Currently the recommended way to add a behavior is via farmOS.map.behaviors like this;

(function () {
  farmOS.map.behaviors.myMapCustomizations = {
    attach: function (instance) {
        // Do something here - perhaps parameterized on global state or `instance.target` (elem id)
    },
  };
}());

Even with the current API you can have a "glue behavior" which delegates to a more general behavior and passes page/instance specific settings;

(function () {
  farmOS.map.behaviors.myMapCustomizations = {
    attach: function (instance) {
        instance.attachBehavior(window.someOtherBehaviorRegistery.generalAwesomeness, { /* settings here */ });
    },
  };
}());

In my 2.x playground PR, I've simplified this a little by exposing the "registry" where instance.addBehavior finds behaviors by name as farmOS.map.namedBehaviors.

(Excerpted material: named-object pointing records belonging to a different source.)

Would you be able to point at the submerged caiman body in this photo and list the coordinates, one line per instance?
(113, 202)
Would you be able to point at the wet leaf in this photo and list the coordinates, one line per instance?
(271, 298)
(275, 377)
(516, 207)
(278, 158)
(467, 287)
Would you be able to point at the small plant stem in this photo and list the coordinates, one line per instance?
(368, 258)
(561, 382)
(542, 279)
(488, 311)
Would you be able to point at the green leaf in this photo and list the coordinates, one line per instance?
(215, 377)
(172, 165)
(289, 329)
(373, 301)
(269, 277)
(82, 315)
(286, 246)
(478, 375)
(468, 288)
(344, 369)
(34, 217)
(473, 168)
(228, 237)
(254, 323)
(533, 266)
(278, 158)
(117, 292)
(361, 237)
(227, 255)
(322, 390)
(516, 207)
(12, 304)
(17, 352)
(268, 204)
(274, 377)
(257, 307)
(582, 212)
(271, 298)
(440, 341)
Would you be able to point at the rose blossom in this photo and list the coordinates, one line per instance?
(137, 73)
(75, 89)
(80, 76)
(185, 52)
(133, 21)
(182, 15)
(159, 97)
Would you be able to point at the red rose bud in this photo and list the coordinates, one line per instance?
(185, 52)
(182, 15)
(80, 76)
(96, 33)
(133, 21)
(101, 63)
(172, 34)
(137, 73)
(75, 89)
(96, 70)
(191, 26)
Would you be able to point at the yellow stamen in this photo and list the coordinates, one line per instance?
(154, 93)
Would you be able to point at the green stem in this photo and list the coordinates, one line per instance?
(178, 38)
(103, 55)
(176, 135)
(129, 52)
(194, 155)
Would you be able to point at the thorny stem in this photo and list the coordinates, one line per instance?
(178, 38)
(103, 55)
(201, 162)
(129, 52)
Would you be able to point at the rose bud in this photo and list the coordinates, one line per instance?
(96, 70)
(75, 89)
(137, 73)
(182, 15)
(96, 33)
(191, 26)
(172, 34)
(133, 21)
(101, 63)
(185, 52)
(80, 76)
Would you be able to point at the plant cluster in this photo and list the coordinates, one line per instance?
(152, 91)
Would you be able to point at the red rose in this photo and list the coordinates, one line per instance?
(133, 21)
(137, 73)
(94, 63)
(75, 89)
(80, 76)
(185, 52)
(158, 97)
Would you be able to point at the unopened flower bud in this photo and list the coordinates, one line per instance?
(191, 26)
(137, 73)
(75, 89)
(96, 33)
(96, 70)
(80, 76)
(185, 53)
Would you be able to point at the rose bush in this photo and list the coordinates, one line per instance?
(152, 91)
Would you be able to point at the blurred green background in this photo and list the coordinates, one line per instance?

That means that the above example could be simplified to;

(function () {
  farmOS.map.behaviors.myMapCustomizations = {
    attach: function (instance) {
        instance.attachBehavior('generalAwesomeness', { /* settings here */ });
    },
  };
}());

I guess the point I'm trying to make is that the farmOS-map API could already be considered functionally complete - even without my 2.x changes. Behaviors already can be configured at a fine-granularity just by not putting behaviors that need per-instance customization into farmOS.map.behaviors.

I'd argue that this issue should be a farmOS issue about what kind of API/patterns farmOS needs to have for plumbing settings/data gracefully into farmOS-map. New requirements for the farmOS-map API clearly could emerge from there, but I'm not sure it's necessary.